# A hitchhiker's guide to the world
---
### Context
In the paper, "Friendship and mobility : User movement in Location-Based Social Networks", the authors answered one important question : what influence do friends have on movements ?<br>
But what if you don't have friends in the first place and just want to blend in ? Imagine : You just arrived in a new country. You don't know how to behave with the locals and what to expect. How friendly are people ? How often is it socially acceptable to meet ? Where should you meet ? Where and when should you go on holidays ? <br>
In this Notebook, we will attempt to answer some of these questions for multiple countries.

---
### The data
“Global-scale Check-in Dataset with User Social Networks” from two research projects at this address (project 5 by Dingqi Yang): ( https://sites.google.com/site/yangdingqi/home/foursquare-dataset#h.p_7rmPjnwFGIx9).
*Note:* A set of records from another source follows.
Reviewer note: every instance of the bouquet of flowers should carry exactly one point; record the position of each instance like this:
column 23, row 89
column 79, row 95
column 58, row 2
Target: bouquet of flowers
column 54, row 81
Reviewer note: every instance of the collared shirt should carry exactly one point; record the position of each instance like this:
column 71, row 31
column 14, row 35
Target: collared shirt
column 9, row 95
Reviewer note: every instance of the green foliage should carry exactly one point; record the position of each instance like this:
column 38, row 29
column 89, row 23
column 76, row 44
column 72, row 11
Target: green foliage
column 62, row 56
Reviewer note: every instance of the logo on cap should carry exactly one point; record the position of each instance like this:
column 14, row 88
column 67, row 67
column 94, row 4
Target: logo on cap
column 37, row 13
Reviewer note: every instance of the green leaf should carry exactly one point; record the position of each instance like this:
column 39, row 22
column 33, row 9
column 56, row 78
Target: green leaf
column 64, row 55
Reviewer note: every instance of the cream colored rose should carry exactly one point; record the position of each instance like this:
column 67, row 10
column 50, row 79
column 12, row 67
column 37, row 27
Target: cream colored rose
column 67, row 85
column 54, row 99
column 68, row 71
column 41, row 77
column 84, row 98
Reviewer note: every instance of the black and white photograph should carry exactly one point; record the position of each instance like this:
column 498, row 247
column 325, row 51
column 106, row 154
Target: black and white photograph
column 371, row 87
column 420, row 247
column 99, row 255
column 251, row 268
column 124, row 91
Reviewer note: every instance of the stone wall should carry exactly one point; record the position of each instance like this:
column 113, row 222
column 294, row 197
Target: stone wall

The dataset is coming from Foursquare and it contains the information of 22,809,624 checkins by 114,324 users, 607,333 friendship links and 3,820,891 POIs. It contains a set of worldwide check-ins with country flags taken over about two years and two snapshots of the corresponding user social network before (in Mar. 2012) and after (in May 2014) the check-in data collection period. <br>
In order to work with this dataset, we broke it down in smaller datasets, based on countries. In order to learn more on how we broke our dataset down, please consult the scripts "createSubDataset.ipynb" and "preprocess.ipynb".

---
### Structure of this notebook
In every subpart of this notebook, we will try to answer a different question. You will find the index of all questions here : 


---
### Note :
In the following notebook, all the calculations are done on one database, because they all have the same structure. When it come to the data story, we will extract information from all datasets.

In [27]:
import pandas as pd
from zipfile import ZipFile
import datetime
import math

### Step 1 : How many friends do native users have ?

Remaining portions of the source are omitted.